Les nanoparticules de lait montrent un potentiel contre le cancer des voies biliaires

Les chercheurs de la Mayo Clinic ont développé une nouvelle façon prometteuse d’administrer un traitement directement aux tumeurs du cholangiocarcinome, un cancer des voies biliaires rare et agressif avec des options thérapeutiques limitées, en utilisant des nanoparticules dérivées du lait qui agissent comme véhicules d’administration ciblés. Les résultats, publiés dans la revue JHEP Reports, suggèrent une potentielle thérapie génique ciblée conçue pour attaquer les cellules cancéreuses tout en préservant les tissus sains.

« Un problème majeur est le manque de médicaments qui traitent les changements spécifiques de ces cancers », explique Rory Smoot, MD, chirurgien oncologue à la Mayo Clinic de Rochester et auteur principal de l'étude. « Notre approche est conçue pour désactiver les gènes spécifiques responsables du cancer tout en préservant les tissus sains. »

Pour y parvenir, l’équipe de recherche multidisciplinaire a utilisé une stratégie de thérapie génique impliquant de petits ARN interférents (siRNA), une molécule capable de faire taire temporairement des gènes spécifiques.

L’équipe a examiné une vaste bibliothèque de 600 000 milliards de molécules d’ADN aléatoires pour identifier celles qui pourraient se lier sélectivement à la surface des cellules cancéreuses. En utilisant une technique appelée Cell-SELEX, ils ont découvert une courte séquence d'ADN, connue sous le nom d'aptamère, qui fonctionne comme un dispositif de ciblage moléculaire, lui permettant de localiser et de se lier aux cellules de cholangiocarcinome.

Ce dispositif de ciblage a été couplé à de minuscules particules lipidiques dérivées du lait, précédemment développées par Tushar Patel, M.B., Ch.B., hépatologue en transplantation et chercheur à la Mayo Clinic en Floride, comme moyen biocompatible de transporter les traitements dans tout le corps. Ces nanoparticules dérivées du lait ont été chargées de siARN et fonctionnalisées avec un aptamère ciblant les tumeurs, permettant ainsi l'administration directe d'une thérapie génique aux cellules cancéreuses.

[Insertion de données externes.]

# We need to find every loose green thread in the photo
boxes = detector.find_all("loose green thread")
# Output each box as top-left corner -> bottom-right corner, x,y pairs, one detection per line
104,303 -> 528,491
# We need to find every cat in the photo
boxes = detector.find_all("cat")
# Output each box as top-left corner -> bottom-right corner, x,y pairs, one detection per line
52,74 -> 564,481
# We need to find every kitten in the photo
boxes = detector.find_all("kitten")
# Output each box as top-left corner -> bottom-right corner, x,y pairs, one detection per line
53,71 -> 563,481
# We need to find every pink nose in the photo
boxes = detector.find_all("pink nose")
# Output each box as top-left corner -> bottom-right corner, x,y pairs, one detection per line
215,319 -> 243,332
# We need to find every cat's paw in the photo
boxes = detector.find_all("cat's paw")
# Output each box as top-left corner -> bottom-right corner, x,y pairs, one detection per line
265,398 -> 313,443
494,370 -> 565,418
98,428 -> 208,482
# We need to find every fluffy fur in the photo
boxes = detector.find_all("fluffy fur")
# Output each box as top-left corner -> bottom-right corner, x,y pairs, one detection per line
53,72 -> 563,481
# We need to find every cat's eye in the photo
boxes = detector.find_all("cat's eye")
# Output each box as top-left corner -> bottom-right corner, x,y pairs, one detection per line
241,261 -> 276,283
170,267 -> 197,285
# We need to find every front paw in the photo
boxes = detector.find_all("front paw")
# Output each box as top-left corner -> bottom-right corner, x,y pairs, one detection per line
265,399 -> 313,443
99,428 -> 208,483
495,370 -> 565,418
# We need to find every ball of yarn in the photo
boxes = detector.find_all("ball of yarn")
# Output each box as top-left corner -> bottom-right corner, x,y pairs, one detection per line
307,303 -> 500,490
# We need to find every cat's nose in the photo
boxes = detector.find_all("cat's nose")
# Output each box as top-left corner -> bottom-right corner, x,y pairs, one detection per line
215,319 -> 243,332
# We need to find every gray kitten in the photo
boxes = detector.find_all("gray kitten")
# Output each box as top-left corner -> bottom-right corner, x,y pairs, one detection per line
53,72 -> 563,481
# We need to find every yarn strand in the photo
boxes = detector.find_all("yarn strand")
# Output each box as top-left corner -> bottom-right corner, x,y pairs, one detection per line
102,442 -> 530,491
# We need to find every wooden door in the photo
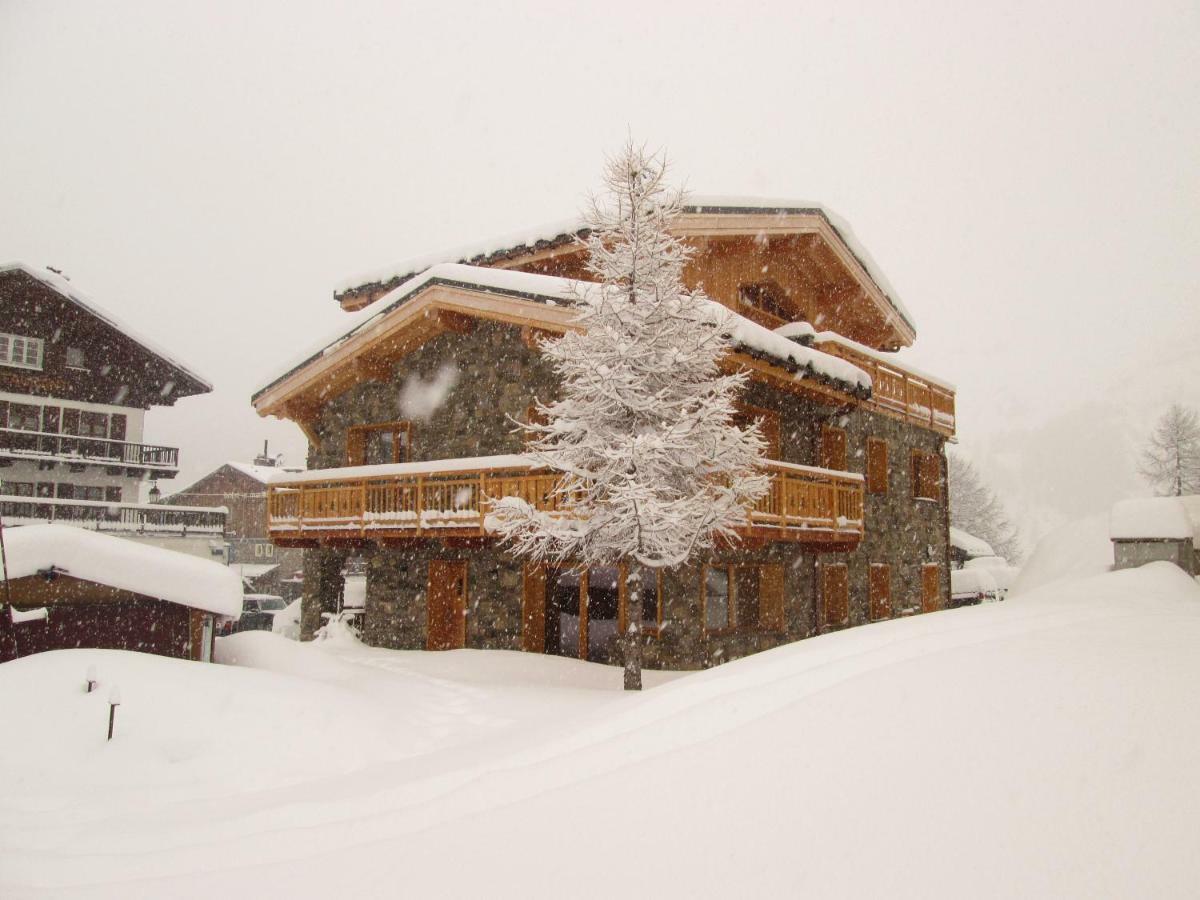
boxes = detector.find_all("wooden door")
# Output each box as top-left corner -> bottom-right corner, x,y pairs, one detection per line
920,563 -> 942,612
521,563 -> 546,653
870,563 -> 892,619
425,559 -> 467,650
821,425 -> 846,472
821,563 -> 850,626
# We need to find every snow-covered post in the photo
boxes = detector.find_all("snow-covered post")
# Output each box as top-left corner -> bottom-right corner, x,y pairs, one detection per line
491,142 -> 768,690
108,684 -> 121,740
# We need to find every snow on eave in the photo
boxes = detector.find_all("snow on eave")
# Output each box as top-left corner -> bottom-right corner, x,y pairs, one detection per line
4,524 -> 241,616
0,262 -> 212,396
251,263 -> 871,402
1109,497 -> 1195,541
334,194 -> 917,331
950,526 -> 996,557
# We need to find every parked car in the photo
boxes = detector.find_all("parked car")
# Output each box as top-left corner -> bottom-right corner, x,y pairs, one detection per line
221,594 -> 288,635
949,569 -> 1001,610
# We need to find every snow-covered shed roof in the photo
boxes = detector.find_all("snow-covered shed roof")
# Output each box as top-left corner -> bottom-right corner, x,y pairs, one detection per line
254,263 -> 871,400
0,262 -> 212,394
1109,497 -> 1195,541
334,194 -> 917,330
950,526 -> 996,557
226,462 -> 304,485
4,524 -> 241,616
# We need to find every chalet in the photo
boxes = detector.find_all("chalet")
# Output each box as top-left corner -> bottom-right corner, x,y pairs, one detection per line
0,263 -> 224,557
168,444 -> 304,594
253,198 -> 955,668
0,524 -> 242,662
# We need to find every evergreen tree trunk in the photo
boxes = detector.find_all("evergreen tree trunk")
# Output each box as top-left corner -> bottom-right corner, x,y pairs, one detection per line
622,562 -> 642,691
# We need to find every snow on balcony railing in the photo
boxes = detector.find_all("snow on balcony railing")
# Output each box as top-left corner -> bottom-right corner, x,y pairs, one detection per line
0,428 -> 179,469
0,494 -> 229,534
268,456 -> 864,541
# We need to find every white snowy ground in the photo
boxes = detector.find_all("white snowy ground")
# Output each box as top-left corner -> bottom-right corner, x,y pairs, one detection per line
0,563 -> 1200,900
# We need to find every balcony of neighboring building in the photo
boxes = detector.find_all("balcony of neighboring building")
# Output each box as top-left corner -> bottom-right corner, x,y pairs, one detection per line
0,493 -> 228,536
268,456 -> 864,548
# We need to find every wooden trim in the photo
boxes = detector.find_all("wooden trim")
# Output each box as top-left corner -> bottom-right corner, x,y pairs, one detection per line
821,563 -> 850,628
865,438 -> 889,494
868,563 -> 892,622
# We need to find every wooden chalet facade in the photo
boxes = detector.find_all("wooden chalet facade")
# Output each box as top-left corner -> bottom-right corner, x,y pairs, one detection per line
0,263 -> 224,556
253,199 -> 955,668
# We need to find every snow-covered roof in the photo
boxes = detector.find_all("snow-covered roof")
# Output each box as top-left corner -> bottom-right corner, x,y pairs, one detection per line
950,526 -> 996,557
1109,497 -> 1195,541
229,563 -> 280,578
4,524 -> 241,616
226,462 -> 304,485
254,263 -> 871,397
334,194 -> 917,330
0,262 -> 212,391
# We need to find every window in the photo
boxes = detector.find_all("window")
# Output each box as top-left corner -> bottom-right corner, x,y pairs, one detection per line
738,281 -> 791,322
911,450 -> 942,500
8,403 -> 42,431
733,403 -> 780,460
866,438 -> 888,493
0,334 -> 42,370
704,565 -> 732,631
821,425 -> 846,472
346,422 -> 413,466
703,565 -> 785,631
821,563 -> 850,628
869,563 -> 892,619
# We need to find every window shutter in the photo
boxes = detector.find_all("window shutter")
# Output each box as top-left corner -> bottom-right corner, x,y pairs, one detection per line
758,565 -> 786,631
821,425 -> 846,472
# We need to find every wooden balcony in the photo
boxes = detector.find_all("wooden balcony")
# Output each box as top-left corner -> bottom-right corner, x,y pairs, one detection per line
814,341 -> 955,437
266,457 -> 864,547
0,494 -> 229,536
0,428 -> 179,478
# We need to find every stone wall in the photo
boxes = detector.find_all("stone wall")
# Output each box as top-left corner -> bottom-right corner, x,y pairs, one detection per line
304,323 -> 949,668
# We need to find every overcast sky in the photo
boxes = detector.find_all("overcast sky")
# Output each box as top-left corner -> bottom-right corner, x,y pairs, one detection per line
0,0 -> 1200,542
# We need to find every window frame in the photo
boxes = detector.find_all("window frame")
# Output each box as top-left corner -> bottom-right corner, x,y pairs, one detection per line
346,419 -> 413,466
0,331 -> 46,372
865,437 -> 892,496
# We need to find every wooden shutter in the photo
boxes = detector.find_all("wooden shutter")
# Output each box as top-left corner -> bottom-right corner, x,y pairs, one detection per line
425,559 -> 467,650
870,563 -> 892,619
920,563 -> 942,612
758,565 -> 787,631
821,563 -> 850,628
866,438 -> 888,493
821,425 -> 846,472
521,563 -> 546,653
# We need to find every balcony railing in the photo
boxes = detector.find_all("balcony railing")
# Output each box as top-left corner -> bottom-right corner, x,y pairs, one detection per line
0,428 -> 179,470
266,457 -> 863,544
814,341 -> 955,437
0,494 -> 229,535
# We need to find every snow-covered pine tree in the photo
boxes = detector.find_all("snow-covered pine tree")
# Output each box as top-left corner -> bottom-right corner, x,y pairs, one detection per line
946,454 -> 1021,564
492,142 -> 768,690
1138,403 -> 1200,497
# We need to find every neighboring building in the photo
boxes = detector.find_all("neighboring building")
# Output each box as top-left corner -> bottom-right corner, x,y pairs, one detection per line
0,524 -> 242,662
1109,497 -> 1200,575
950,526 -> 996,569
253,200 -> 955,668
0,263 -> 224,557
169,443 -> 304,585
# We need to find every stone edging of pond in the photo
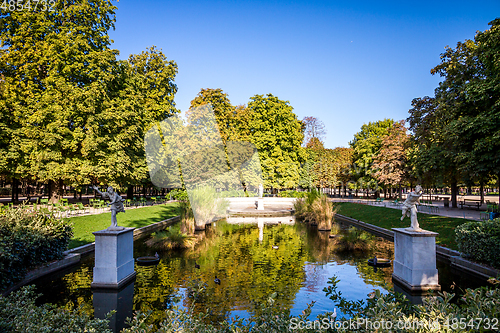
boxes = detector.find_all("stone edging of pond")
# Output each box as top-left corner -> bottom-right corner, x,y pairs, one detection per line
335,214 -> 500,279
2,216 -> 180,296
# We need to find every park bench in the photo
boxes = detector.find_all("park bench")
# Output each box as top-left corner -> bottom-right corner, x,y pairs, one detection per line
460,199 -> 481,210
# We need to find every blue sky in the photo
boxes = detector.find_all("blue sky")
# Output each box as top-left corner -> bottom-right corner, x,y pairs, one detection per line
110,0 -> 500,148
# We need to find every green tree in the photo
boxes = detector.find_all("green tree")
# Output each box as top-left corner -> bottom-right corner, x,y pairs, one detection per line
191,88 -> 235,143
248,94 -> 304,189
408,19 -> 500,207
431,18 -> 500,205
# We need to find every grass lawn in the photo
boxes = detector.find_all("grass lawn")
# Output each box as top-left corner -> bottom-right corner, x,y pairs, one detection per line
68,202 -> 179,249
338,202 -> 470,250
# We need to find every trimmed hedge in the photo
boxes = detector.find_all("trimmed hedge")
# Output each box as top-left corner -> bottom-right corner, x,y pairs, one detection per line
0,207 -> 73,290
0,286 -> 112,333
278,190 -> 308,198
455,220 -> 500,268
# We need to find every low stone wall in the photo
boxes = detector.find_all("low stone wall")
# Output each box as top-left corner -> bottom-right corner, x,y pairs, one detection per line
335,214 -> 500,279
226,197 -> 297,209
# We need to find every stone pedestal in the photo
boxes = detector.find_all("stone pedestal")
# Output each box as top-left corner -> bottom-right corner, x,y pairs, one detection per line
91,228 -> 136,289
392,228 -> 441,291
257,198 -> 264,210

« Nous avons démontré que ce système était capable d'administrer une thérapie de silençage génique directement à la tumeur », explique Brandon Wilbanks, Ph.D., chercheur postdoctoral à la Mayo Clinic et premier auteur de l'étude. « Cela a entraîné une réduction de la croissance tumorale et une augmentation de la mort des cellules cancéreuses sans nuire aux tissus sains adjacents. »

Bien que les résultats soient précliniques, la technologie a été brevetée par la Mayo Clinic, et les chercheurs travaillent actuellement à optimiser les cibles génétiques et à tester l’approche dans plusieurs formes de cholangiocarcinome. L’objectif à long terme est de développer des thérapies géniques spécifiques aux patients, délivrées via cette plateforme dérivée du lait, afin d’améliorer les résultats cliniques.

« Ces progrès apportent un véritable espoir », déclare Smoot. « Ils montrent qu’il est peut-être possible de développer des traitements plus sûrs et plus personnalisés pour les patients qui disposent actuellement d’options très limitées. »

Cette recherche a été financée par le programme de découverte et de traduction de l'ARN de la Mayo Clinic, le service de chirurgie de la clinique Mayo, le programme hépatobiliaire SPORE NCI de la clinique Mayo, le centre de la clinique Mayo pour la signalisation cellulaire en gastroentérologie, le JSPS KAKENHI Fostering Joint International Research et le programme de biologie du vieillissement et des maladies liées à l'âge de l'Université du Wisconsin.